Eval files live alongside your workflow in a tests/ directory:
src/workflows/
└── blog_generator/
    ├── workflow.ts
    ├── steps.ts
    ├── evaluators.ts          # Inline evaluators (for production loops)
    ├── types.ts
    ├── prompts/
    │   └── generate_blog@v1.prompt
    └── tests/
        ├── evals/
        │   ├── workflow.ts    # evalWorkflow() definition
        │   ├── evaluators.ts  # Workflow evaluators (verify + Verdict)
        │   ├── judge_topic@v1.prompt
        │   └── judge_quality@v1.prompt
        └── datasets/
            ├── happy_path.yml
            ├── edge_case.yml
            └── stripe_blog.yml
The eval workflow file (tests/evals/workflow.ts) is discovered automatically by the worker alongside your regular workflow.

Running Evaluations

Use the CLI to run evaluations and manage datasets.
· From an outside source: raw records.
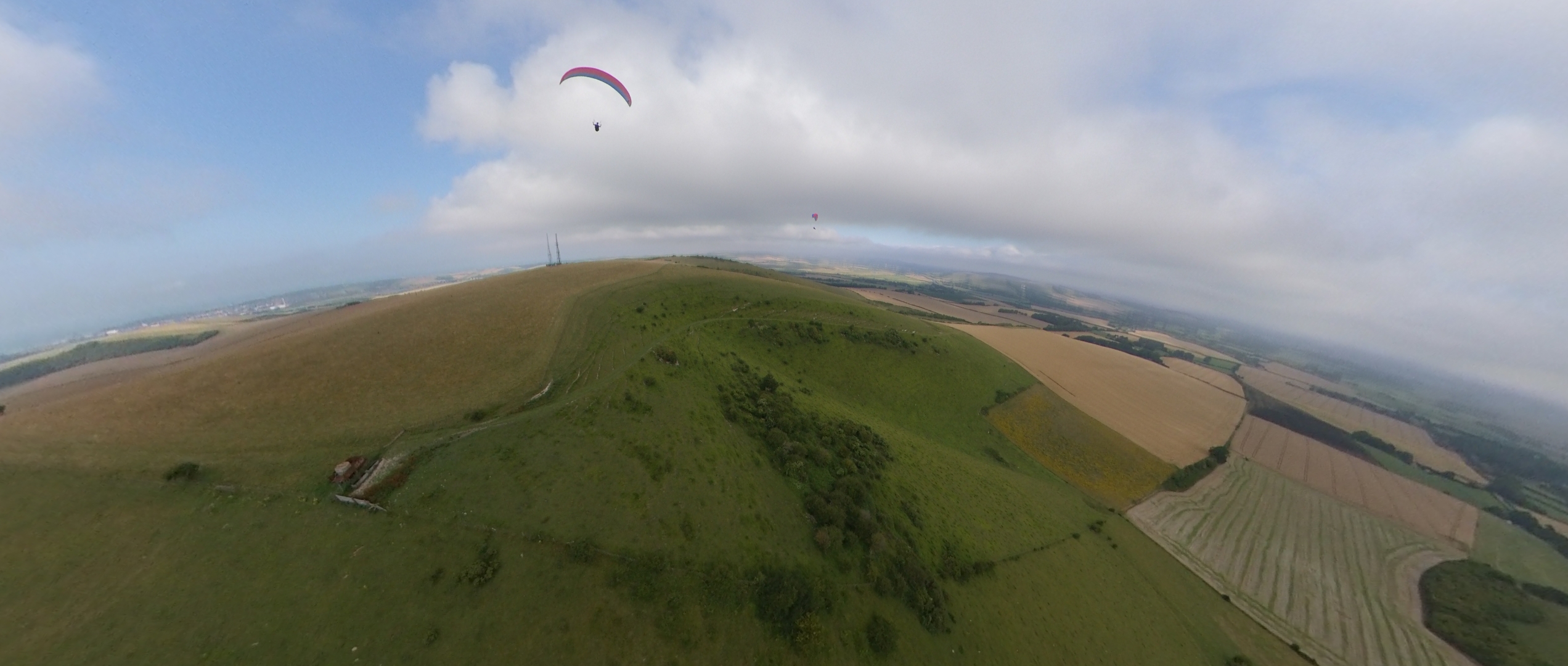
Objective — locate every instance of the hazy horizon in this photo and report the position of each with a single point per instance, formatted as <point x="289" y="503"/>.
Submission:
<point x="1350" y="173"/>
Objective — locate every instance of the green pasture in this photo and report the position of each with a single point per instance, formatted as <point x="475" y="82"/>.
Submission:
<point x="618" y="517"/>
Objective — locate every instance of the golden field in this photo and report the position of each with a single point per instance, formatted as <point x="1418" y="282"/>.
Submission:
<point x="1081" y="450"/>
<point x="1354" y="419"/>
<point x="1172" y="416"/>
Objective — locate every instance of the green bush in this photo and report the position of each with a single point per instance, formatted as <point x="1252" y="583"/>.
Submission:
<point x="184" y="472"/>
<point x="882" y="635"/>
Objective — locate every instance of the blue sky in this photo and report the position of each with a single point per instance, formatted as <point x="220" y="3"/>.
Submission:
<point x="1354" y="171"/>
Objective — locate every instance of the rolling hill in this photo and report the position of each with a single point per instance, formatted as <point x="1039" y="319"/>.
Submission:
<point x="669" y="461"/>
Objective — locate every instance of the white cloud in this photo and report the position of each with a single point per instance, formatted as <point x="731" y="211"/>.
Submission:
<point x="1373" y="173"/>
<point x="43" y="85"/>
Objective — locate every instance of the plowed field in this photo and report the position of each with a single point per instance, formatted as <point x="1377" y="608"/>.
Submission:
<point x="935" y="305"/>
<point x="1206" y="375"/>
<point x="1352" y="419"/>
<point x="1357" y="482"/>
<point x="1315" y="571"/>
<point x="1172" y="416"/>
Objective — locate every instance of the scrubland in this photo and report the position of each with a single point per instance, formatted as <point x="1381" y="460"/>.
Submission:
<point x="1324" y="575"/>
<point x="1172" y="416"/>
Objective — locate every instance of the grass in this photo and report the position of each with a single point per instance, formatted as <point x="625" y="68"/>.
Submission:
<point x="1084" y="452"/>
<point x="620" y="516"/>
<point x="1325" y="575"/>
<point x="1518" y="554"/>
<point x="1484" y="613"/>
<point x="1465" y="493"/>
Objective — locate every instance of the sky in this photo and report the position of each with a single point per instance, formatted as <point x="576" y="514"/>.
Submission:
<point x="1385" y="175"/>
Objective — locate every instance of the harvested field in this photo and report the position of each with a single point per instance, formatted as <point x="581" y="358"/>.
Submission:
<point x="1316" y="572"/>
<point x="1206" y="375"/>
<point x="1170" y="414"/>
<point x="1352" y="419"/>
<point x="1518" y="554"/>
<point x="1081" y="450"/>
<point x="1191" y="347"/>
<point x="1307" y="378"/>
<point x="935" y="305"/>
<point x="1357" y="482"/>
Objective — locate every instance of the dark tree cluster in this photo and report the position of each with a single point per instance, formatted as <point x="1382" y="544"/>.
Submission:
<point x="1368" y="439"/>
<point x="891" y="337"/>
<point x="1528" y="520"/>
<point x="1061" y="323"/>
<point x="1189" y="477"/>
<point x="839" y="462"/>
<point x="1128" y="347"/>
<point x="1471" y="606"/>
<point x="1289" y="417"/>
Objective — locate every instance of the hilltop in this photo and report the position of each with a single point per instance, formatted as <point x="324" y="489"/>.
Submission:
<point x="681" y="461"/>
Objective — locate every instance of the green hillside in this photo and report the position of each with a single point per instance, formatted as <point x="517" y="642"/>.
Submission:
<point x="725" y="467"/>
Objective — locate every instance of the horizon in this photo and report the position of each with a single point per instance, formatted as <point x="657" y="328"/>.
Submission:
<point x="1355" y="176"/>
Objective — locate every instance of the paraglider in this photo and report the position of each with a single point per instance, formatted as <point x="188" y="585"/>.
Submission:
<point x="600" y="76"/>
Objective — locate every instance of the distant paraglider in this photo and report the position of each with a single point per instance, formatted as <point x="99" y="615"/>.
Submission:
<point x="600" y="76"/>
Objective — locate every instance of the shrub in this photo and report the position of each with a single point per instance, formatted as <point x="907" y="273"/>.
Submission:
<point x="184" y="472"/>
<point x="482" y="569"/>
<point x="882" y="635"/>
<point x="582" y="551"/>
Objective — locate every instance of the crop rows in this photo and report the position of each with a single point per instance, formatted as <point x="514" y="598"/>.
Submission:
<point x="1357" y="482"/>
<point x="1352" y="419"/>
<point x="1335" y="580"/>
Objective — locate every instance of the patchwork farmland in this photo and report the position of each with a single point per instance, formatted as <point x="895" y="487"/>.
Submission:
<point x="1172" y="416"/>
<point x="1307" y="378"/>
<point x="1335" y="580"/>
<point x="1354" y="419"/>
<point x="1206" y="375"/>
<point x="1084" y="452"/>
<point x="1357" y="482"/>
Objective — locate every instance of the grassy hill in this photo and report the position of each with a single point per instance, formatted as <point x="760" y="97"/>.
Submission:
<point x="604" y="462"/>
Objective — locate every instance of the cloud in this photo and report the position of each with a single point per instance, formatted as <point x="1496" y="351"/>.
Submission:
<point x="1352" y="171"/>
<point x="43" y="85"/>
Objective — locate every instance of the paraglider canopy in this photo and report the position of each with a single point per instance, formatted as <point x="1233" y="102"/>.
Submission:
<point x="601" y="76"/>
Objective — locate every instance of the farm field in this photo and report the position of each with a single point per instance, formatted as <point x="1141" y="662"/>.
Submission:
<point x="1206" y="375"/>
<point x="1307" y="378"/>
<point x="1180" y="343"/>
<point x="1357" y="482"/>
<point x="1318" y="572"/>
<point x="1468" y="494"/>
<point x="639" y="510"/>
<point x="1354" y="419"/>
<point x="1172" y="416"/>
<point x="1515" y="552"/>
<point x="933" y="305"/>
<point x="1084" y="452"/>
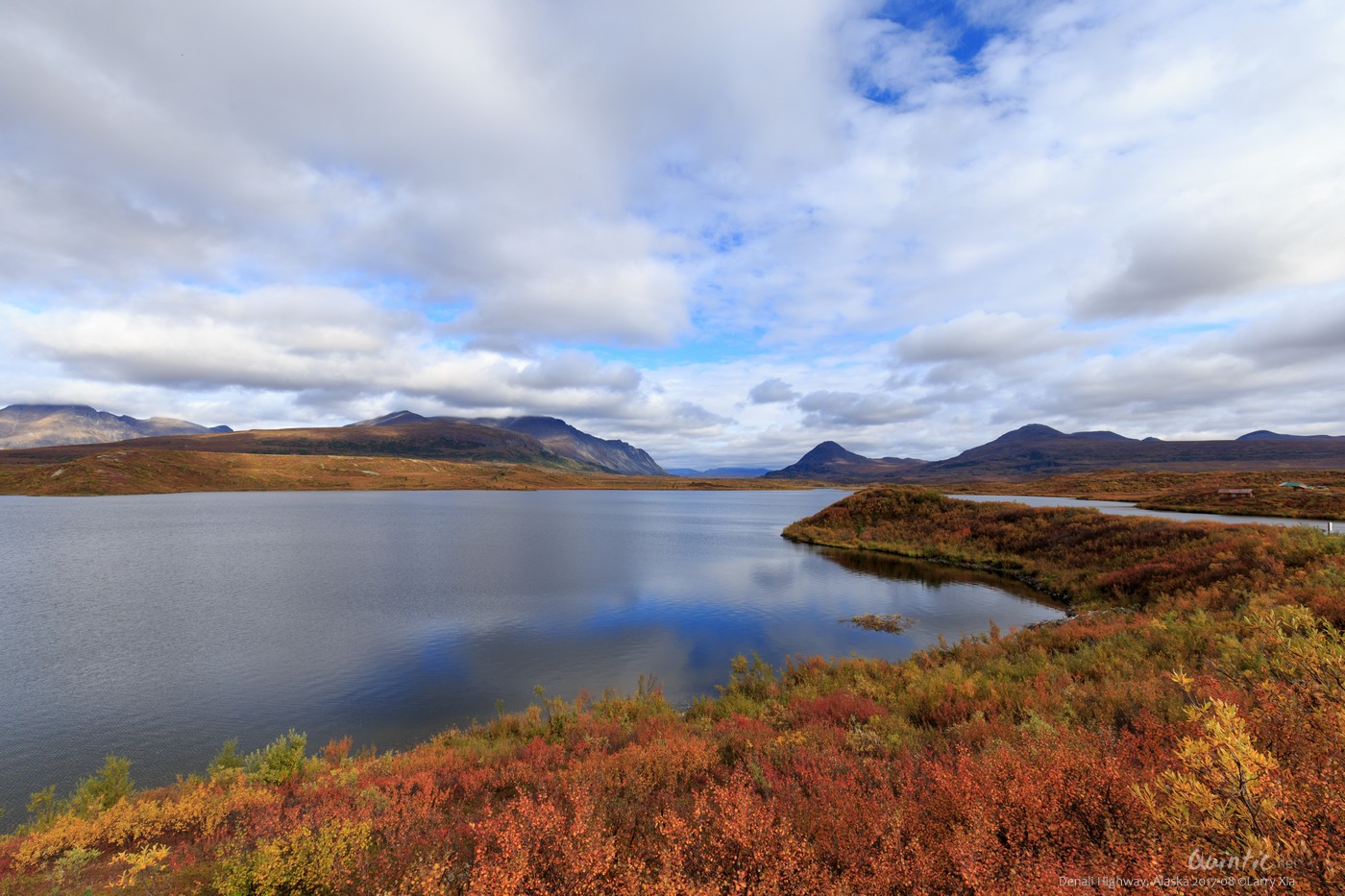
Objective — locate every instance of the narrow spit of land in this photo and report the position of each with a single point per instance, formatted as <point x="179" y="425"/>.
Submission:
<point x="1184" y="724"/>
<point x="1311" y="494"/>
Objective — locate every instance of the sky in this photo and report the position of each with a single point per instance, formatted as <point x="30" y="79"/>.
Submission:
<point x="722" y="230"/>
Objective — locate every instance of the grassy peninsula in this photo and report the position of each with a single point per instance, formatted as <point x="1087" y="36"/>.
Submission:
<point x="1189" y="712"/>
<point x="1250" y="493"/>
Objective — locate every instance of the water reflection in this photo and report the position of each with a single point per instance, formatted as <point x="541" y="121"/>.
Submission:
<point x="157" y="627"/>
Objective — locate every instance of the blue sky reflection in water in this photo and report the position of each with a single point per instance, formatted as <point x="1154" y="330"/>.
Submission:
<point x="157" y="627"/>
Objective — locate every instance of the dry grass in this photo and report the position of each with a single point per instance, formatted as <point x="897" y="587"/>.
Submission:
<point x="1192" y="492"/>
<point x="121" y="472"/>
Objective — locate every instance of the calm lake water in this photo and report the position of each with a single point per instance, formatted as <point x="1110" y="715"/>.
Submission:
<point x="159" y="626"/>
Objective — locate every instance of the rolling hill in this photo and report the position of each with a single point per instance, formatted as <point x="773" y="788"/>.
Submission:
<point x="1036" y="451"/>
<point x="609" y="455"/>
<point x="37" y="425"/>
See CLI Evaluation Commands for the full reference.
# Run evals using cached output (no workflow re-execution)
output workflow test blog_generator --cached

# Run evals with fresh workflow execution and save results
output workflow test blog_generator --save

# Run specific datasets only
output workflow test blog_generator --dataset happy_path,edge_case

# List available datasets
output workflow dataset list blog_generator

# Generate a dataset from a scenario
output workflow dataset generate blog_generator my_scenario --name new_case

API Reference

For complete TypeScript API documentation, see the Evals Module API Reference.